For a brief period, in November 2021, there were no fewer than five different national mandates for COVID-19 health and safety applicable to the United States work force: (1) one vaccine mandate for federal employees; (2) a similar, but separate, vaccine mandate for certain federal contractors; (3) a completely distinct vaccine mandate from the Centers for Medicare & Medicaid Services (CMS) for all staff, volunteers, and contractors in certain health care facilities; (4) OSHA’s Healthcare ETS; and (5) a second OSHA ETS imposing a “vaccinate-or-test” requirement upon all large employers, regardless of the industry.

And amid each new wave of COVID-19 vaccine mandates came an equally vocal opposition from state legislatures and governors seeking to protect their constituents’ medical freedom and privacy. For example, in Texas, Governor Greg Abbott issued Executive Orders 39 and 40, prohibiting government, government-funded, and private entities from imposing vaccination mandates upon their visitors, benefit recipients, or employees. Other states, like Florida, passed legislation (House Bill 1-B) that permits employers to impose employee vaccination mandates, but only if the employer provides employees with a number of exemptions. The Florida legislation imposes penalties up to $50,000 per occurrence for any violation. And Montana’s unique legislation (House Bill 702) prohibits discrimination based on vaccination status, which serves to preclude employers from establishing vaccination mandates in the same way that any anti-discrimination law prohibits policies that unfairly punish employees in other protected classes.

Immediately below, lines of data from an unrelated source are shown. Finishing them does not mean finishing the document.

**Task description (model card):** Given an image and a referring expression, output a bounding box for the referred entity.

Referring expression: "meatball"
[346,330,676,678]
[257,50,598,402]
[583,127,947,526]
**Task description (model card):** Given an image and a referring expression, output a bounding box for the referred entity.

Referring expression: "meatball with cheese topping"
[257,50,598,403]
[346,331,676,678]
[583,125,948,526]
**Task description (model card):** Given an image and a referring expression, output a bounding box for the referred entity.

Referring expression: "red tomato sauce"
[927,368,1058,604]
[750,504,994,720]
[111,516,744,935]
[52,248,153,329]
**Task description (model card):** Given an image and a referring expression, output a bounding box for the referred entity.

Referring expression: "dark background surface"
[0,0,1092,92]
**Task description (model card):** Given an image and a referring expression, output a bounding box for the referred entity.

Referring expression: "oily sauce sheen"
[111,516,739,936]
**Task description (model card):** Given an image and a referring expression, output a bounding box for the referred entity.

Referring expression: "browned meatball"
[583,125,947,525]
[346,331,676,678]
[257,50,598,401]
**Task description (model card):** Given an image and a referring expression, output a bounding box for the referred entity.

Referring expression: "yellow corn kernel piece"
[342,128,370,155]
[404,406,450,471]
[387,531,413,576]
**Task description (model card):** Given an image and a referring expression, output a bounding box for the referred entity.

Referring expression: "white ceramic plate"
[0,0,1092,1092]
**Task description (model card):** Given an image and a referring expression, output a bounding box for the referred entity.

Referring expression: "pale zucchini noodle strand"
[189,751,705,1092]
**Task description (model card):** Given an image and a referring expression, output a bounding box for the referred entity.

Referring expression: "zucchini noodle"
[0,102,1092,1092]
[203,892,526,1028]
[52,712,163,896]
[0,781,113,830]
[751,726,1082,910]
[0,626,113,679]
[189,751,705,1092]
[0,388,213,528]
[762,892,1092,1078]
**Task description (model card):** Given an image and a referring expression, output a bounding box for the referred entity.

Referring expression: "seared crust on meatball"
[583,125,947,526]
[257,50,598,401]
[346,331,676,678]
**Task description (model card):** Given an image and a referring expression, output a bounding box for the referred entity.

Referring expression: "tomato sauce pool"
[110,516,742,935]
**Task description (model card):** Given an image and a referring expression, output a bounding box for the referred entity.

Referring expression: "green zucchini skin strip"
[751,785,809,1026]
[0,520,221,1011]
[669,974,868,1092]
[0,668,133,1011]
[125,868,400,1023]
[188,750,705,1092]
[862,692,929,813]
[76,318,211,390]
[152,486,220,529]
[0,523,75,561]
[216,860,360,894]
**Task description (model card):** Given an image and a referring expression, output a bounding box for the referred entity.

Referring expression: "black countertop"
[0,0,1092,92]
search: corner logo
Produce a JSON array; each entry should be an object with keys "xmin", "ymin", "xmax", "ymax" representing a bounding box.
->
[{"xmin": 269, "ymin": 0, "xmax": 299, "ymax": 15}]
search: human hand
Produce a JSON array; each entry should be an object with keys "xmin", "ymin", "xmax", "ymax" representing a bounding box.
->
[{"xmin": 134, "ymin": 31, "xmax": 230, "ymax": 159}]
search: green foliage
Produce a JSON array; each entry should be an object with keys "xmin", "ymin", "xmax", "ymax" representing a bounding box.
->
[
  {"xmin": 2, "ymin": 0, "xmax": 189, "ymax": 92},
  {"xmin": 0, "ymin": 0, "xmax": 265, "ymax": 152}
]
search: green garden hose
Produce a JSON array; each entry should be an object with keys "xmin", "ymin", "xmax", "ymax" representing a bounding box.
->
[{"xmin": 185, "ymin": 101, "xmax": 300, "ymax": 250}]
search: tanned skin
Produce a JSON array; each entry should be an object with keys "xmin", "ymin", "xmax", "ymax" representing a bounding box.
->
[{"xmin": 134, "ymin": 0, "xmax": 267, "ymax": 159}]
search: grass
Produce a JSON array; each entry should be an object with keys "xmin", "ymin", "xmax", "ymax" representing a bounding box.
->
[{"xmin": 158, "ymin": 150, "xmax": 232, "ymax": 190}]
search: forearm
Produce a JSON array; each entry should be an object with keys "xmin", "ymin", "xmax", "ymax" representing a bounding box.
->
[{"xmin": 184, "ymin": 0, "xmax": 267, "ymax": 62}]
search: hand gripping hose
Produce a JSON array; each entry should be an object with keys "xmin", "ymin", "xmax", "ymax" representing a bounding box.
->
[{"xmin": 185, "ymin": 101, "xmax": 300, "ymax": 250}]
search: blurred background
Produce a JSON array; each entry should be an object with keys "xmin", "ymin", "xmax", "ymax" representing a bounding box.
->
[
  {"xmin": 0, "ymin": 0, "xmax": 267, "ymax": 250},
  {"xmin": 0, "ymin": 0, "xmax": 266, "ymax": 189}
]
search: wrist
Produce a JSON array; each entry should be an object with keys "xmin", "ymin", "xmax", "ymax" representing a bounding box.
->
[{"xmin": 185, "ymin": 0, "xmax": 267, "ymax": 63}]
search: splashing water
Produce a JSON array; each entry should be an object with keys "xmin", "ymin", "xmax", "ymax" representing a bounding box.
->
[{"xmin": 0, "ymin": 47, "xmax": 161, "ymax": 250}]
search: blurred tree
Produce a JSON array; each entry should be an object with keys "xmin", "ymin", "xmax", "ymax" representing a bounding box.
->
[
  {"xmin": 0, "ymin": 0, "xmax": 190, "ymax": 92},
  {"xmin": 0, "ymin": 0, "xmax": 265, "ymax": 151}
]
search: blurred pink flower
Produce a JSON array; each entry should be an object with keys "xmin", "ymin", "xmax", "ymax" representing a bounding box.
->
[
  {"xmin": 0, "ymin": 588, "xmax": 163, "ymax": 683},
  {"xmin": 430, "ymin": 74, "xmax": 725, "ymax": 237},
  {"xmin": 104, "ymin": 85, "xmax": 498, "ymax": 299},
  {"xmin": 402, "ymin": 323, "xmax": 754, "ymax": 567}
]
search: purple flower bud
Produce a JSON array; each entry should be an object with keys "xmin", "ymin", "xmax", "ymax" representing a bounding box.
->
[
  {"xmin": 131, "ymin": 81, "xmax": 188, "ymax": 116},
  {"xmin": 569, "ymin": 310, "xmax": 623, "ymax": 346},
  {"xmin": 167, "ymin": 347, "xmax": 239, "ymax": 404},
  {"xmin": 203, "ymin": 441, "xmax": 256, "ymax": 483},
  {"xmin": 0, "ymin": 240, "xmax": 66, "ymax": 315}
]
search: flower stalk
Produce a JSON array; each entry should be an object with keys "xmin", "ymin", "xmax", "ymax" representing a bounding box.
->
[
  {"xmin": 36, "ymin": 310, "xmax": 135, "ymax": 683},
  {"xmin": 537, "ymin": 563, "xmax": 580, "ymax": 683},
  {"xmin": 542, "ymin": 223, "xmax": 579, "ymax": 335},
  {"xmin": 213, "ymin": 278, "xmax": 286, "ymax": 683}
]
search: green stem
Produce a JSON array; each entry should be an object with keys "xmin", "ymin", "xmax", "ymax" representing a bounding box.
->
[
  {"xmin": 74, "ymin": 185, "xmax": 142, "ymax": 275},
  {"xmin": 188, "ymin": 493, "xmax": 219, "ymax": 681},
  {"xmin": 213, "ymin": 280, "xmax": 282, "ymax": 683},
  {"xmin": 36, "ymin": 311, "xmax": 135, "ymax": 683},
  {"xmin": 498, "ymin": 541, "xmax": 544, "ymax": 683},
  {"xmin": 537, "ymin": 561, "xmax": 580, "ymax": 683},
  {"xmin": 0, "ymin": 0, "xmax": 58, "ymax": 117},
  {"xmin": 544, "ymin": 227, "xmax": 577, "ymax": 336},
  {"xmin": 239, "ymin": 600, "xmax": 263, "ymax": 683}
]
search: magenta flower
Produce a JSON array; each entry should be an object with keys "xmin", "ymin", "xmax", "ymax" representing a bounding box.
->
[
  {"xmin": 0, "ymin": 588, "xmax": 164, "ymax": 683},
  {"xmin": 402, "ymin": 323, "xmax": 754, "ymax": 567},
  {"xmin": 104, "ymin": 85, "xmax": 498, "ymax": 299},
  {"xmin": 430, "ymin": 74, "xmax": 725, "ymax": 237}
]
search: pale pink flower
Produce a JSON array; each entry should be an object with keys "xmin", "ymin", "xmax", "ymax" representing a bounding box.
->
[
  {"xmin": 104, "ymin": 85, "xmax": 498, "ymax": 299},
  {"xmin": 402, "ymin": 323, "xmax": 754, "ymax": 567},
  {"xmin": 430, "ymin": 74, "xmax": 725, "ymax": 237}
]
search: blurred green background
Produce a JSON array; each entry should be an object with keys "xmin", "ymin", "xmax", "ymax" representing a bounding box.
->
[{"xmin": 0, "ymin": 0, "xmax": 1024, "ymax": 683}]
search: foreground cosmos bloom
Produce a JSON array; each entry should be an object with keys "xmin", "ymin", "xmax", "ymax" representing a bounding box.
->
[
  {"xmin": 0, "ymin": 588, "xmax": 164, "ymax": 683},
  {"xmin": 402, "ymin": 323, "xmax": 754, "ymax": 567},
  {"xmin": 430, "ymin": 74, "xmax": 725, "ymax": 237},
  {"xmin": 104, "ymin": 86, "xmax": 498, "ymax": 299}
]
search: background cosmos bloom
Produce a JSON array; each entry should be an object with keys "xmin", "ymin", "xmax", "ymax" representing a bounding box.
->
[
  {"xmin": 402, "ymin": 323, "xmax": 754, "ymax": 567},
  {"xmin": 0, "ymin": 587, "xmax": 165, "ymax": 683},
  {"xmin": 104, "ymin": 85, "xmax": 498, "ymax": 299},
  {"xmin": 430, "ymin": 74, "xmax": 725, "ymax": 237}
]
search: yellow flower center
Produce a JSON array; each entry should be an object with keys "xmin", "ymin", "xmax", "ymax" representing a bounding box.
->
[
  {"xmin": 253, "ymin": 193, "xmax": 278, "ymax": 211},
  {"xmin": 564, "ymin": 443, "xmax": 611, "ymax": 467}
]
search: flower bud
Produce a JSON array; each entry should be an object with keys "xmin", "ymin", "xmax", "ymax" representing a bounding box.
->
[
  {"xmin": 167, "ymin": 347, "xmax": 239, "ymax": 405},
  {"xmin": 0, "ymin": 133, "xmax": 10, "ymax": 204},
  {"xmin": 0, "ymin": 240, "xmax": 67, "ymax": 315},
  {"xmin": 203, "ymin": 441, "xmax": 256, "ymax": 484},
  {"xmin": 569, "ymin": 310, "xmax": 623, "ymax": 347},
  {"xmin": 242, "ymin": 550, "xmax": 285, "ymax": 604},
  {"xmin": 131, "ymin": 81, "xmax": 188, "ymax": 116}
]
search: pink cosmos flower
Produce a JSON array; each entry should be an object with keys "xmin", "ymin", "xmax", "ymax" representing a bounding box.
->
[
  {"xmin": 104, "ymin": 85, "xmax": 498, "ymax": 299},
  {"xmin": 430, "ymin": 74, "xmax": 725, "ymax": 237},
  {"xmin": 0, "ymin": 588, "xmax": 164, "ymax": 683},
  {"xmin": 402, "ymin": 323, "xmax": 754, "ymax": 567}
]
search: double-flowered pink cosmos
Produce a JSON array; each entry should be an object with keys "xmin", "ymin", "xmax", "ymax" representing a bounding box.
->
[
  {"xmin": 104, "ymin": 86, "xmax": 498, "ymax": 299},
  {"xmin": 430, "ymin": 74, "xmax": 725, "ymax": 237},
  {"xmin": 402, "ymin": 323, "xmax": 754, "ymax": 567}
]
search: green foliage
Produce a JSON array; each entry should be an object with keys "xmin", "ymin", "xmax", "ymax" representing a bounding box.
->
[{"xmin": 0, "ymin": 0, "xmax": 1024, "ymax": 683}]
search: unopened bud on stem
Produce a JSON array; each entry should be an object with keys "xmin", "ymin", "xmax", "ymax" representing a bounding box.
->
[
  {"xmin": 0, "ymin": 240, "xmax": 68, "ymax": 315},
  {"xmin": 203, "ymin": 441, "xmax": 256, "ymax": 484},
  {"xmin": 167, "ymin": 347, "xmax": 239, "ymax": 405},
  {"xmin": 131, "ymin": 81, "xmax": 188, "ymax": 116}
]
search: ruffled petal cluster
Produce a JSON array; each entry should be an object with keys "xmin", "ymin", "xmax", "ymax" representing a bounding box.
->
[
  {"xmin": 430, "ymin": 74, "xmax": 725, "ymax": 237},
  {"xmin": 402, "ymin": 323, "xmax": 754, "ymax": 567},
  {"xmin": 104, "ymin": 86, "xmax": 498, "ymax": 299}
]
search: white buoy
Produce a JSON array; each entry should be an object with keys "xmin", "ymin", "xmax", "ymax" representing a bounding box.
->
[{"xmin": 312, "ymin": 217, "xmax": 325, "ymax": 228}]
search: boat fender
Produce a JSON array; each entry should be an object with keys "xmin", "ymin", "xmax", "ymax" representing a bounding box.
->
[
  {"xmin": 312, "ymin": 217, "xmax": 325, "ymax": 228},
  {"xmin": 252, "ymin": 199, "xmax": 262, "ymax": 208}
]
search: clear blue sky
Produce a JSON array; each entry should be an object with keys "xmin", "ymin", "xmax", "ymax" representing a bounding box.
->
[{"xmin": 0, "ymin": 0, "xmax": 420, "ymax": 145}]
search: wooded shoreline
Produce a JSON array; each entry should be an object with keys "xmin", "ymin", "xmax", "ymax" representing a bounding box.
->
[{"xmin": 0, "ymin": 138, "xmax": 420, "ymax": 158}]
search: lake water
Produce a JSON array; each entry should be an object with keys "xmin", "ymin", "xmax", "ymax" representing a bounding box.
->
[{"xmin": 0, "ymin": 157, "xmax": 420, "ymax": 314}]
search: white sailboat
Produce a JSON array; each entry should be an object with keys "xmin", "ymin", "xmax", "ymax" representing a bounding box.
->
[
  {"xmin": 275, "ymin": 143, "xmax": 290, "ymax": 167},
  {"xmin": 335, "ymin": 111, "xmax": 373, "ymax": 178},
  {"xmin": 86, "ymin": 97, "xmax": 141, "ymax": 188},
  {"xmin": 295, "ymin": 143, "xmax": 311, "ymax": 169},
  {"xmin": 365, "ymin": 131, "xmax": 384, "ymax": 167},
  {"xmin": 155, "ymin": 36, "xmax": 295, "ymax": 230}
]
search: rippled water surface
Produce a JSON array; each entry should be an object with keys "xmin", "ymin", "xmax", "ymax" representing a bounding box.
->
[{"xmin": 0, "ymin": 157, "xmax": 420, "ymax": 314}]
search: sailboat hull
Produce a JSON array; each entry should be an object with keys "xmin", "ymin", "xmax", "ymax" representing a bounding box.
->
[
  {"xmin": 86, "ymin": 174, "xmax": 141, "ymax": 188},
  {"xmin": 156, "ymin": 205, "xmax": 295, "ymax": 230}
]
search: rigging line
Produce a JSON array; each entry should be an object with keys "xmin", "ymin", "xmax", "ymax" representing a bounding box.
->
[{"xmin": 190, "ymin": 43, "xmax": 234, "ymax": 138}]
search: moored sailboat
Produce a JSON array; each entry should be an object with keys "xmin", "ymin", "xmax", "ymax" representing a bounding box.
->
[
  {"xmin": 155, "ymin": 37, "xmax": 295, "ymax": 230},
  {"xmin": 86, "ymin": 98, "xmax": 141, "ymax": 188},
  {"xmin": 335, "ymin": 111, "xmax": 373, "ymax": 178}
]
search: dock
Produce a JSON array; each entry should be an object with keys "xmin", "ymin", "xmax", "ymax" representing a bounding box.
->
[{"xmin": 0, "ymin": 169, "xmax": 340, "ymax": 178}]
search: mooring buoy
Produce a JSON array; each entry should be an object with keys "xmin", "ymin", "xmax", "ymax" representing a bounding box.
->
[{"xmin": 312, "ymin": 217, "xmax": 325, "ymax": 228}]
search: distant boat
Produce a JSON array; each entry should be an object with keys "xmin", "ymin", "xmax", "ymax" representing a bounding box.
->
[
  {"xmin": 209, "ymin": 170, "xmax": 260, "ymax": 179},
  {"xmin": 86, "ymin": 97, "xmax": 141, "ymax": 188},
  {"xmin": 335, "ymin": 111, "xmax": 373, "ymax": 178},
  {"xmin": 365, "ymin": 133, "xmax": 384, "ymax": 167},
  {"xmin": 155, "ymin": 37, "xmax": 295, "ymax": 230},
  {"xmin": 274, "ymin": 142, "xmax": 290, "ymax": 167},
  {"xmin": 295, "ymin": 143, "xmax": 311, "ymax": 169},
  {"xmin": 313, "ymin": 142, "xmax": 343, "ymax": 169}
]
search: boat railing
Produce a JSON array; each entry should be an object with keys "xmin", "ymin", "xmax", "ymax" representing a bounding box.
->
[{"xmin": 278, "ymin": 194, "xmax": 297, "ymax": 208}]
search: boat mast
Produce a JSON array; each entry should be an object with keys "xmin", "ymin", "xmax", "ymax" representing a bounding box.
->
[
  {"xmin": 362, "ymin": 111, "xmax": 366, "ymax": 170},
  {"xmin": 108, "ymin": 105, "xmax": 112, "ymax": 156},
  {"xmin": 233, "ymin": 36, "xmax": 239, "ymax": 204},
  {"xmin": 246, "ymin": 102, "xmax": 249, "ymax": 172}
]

By January 2022, it became more apparent that the federal vaccine rules proposed thus far would be displaced by a patchwork of state and local mandates and prohibitions. OSHA’s Healthcare ETS expired at the end of December 2021, and OSHA chose to withdraw its “vaccinate-or-test” mandate for large employers. A federal court in Texas enjoined the government from enforcing its vaccine mandate upon federal employees. And the federal contractor vaccine mandate remains in purgatory, awaiting a judgment on the merits before the Eleventh Circuit, which is not expected before mid-April 2022.

The CMS vaccine mandate is now the only nationwide vaccine standard currently in effect, as of this writing. In withdrawing its “vaccinate-or-test” rule, however, OSHA clarified that it would be “prioritizing its resources to focus on finalizing a permanent COVID-19 Healthcare Standard.” This permanent COVID-19 Healthcare Standard could be in place as early as May 2022.